The Financial Conduct Authority (FCA) has announced that early exit charges for existing contract-based pensions, including workplace pensions should be capped at 1% of the value of a member’s pot.
Under the proposals, firms will not be able to apply exit charges for personal pension contracts from the date the new rules come into force (which is yet to be determined).
The FCA is consulting on the following measures:
- A 1% cap of a consumer’s policy value at exit.

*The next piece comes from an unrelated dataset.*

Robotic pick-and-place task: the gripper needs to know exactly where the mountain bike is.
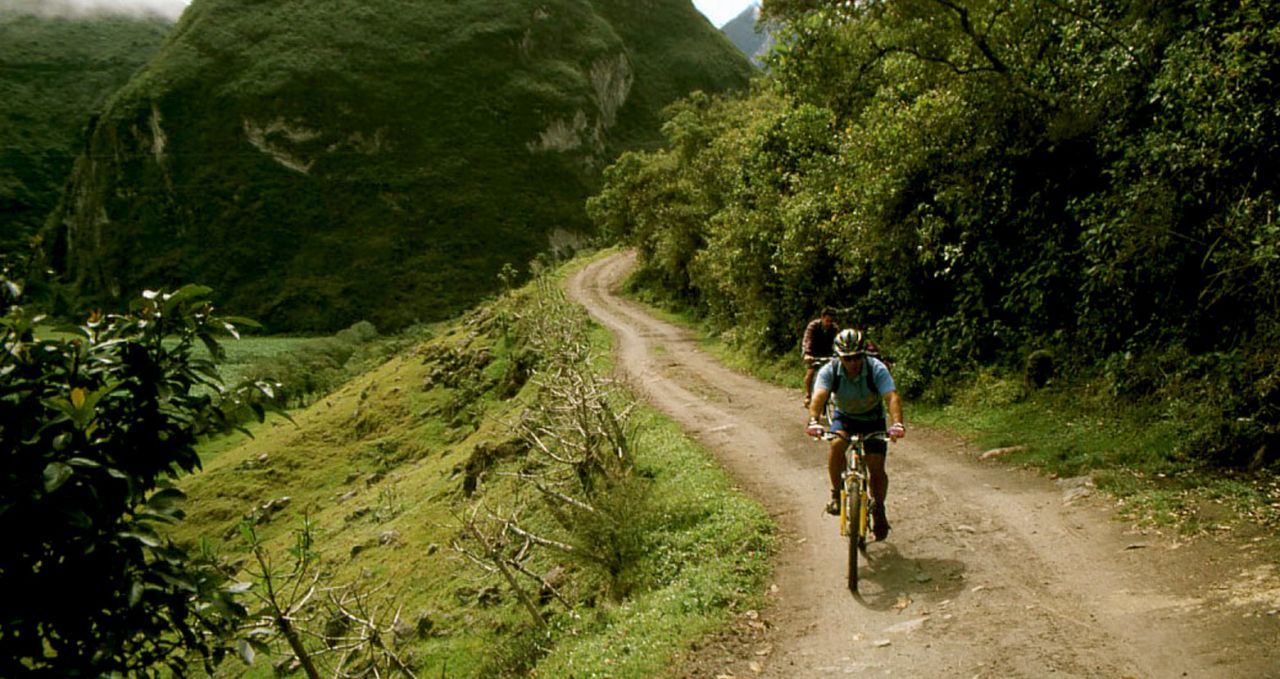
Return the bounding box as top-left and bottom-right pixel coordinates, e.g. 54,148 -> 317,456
840,434 -> 870,592
803,420 -> 872,592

This will prevent a rise in charges for existing contracts with early exit penalties set at less than 1%
- A 0% cap on early exit charges of consumer policy value in new contracts entered into after the rules come into force.
Christopher Woolard, director of strategy and competition at FCA, said:
“This is an important step so people feel able to access their pension savings should they wish to.”
Minister for pensions, Baroness Ros Altmann, commented:
“These changes are about giving everyone who has worked and saved hard for their retirement a fair deal by removing the final barriers to the pension freedoms.”
Dr Yvonne Braun, director of policy, long-term savings and protection at ABI, said:
“More than eight out of ten customers do not have to pay early exit charges to access their pensions, as the FCA has acknowledged. Where they do, most fees are 2% or less and were put in place decades before the freedom and choice reforms were introduced.”